Archita, how do you define "important" if not by your statistical analysis of the RNA sequencing data? If it is by some other means, then why perform the RNA-seq at all?

I agree with Jochen, but would more strongly advise against it. You are asking two questions here, that together you hope would lead you to discovering meaningful biology.

1. Statistical significance? p-value (unadjusted) in this case is much less valuable because it does not account for the multiple testing problem. With respect to this question, report and perform additional analyses (GO, pathways etc) using only those genes that fall within your statistical thresholds (using the q-value). This is where the transcriptomic data shines and you may identify some potential novel biology here. The important thing here is that you do not want a large proportion of your data to be comprised of false positives.
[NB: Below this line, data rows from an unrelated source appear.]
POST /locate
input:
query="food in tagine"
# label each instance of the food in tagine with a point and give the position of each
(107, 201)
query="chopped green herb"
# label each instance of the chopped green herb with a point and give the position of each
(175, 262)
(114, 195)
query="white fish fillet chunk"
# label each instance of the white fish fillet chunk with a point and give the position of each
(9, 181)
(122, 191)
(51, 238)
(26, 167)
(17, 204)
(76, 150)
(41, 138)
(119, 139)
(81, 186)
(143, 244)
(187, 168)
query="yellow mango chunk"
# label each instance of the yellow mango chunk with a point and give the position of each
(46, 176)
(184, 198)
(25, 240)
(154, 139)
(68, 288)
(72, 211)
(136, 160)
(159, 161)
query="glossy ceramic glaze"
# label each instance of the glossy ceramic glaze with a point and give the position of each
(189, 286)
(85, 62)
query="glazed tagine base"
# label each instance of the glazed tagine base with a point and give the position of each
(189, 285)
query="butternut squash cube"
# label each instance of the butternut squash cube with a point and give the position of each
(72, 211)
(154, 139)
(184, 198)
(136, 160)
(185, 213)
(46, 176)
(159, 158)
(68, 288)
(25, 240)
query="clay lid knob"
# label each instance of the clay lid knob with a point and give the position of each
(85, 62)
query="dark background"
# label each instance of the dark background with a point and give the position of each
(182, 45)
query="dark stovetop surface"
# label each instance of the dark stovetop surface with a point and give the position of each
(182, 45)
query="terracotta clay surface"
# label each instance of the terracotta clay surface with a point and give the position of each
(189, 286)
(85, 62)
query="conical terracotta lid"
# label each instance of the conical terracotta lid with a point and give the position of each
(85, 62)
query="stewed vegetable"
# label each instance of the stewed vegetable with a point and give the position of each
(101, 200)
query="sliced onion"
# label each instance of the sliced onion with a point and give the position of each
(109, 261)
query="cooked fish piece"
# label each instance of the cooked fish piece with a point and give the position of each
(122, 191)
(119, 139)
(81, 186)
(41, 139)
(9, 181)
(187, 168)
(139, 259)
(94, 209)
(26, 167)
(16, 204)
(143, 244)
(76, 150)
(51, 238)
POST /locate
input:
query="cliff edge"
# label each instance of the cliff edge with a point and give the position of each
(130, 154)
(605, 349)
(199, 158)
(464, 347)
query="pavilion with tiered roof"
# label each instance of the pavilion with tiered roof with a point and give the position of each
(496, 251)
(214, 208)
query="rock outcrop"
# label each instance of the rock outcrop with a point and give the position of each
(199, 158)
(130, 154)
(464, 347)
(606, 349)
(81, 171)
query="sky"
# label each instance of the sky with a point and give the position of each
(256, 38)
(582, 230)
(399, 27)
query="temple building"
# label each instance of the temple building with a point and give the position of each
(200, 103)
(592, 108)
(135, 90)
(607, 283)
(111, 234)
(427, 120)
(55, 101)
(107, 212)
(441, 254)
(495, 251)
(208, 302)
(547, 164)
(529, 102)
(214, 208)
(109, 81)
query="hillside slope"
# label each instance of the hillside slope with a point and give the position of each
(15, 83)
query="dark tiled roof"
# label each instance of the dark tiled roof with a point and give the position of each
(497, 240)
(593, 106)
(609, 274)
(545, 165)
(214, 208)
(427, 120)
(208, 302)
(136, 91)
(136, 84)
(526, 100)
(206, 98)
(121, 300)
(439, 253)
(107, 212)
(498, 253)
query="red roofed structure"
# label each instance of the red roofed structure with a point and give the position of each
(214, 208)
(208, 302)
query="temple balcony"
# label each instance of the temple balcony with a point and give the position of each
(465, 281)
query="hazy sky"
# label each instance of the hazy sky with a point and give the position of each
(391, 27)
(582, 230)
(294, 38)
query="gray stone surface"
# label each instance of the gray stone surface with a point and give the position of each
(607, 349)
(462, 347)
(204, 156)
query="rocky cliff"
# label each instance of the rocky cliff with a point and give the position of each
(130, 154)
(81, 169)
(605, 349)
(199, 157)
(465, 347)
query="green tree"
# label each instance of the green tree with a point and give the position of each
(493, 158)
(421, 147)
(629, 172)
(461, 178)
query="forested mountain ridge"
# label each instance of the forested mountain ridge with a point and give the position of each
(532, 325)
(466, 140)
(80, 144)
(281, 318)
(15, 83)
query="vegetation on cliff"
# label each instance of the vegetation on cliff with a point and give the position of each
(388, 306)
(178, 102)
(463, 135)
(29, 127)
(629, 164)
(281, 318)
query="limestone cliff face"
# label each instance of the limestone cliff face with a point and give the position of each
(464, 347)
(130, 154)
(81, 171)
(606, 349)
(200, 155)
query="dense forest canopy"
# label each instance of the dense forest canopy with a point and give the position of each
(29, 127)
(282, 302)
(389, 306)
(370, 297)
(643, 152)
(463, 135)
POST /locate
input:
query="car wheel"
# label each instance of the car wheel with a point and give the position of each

2. Biological significance? Statistics here is only one tool and it alone should not inform your biology. If you have some prior knowledge of the potential significance of a gene or genes that is not borne out in the transcriptomic data, then a rigorous follow up is required (not just qPCR of the same samples you used for the RNA-sequencing). You can certainly report the RNA-seq statistical results of a any gene (even if it falls outside of the thresholds you used for question 1 above), but report both the p-value and q-value, or just the latter. If you feel strongly that this gene is biologically significant, then also report any additional findings supporting the role of this gene in your biological system. If you find supporting evidence, then you will have to discuss the potential reasons why it was not identified as statistically significant in your data. This is where your knowledge of your specific area of research will be critically important.

Best.

Archita, if you know which genes are important, why did you do a screening (NGS, microarrays) then? If the possibly important genes turned out from the screening, just as the "top candidates" (with the lowest p-values or with the highest LFC or because of whatever criterion you chose) and you are able to confirm them with independent samples and a different technology, then the screening results don't matter anymore. The key issue here is that you will frequently fail to confirm your candidates, what costs a lot of time, work, and money (and possibly also the lifes of animals).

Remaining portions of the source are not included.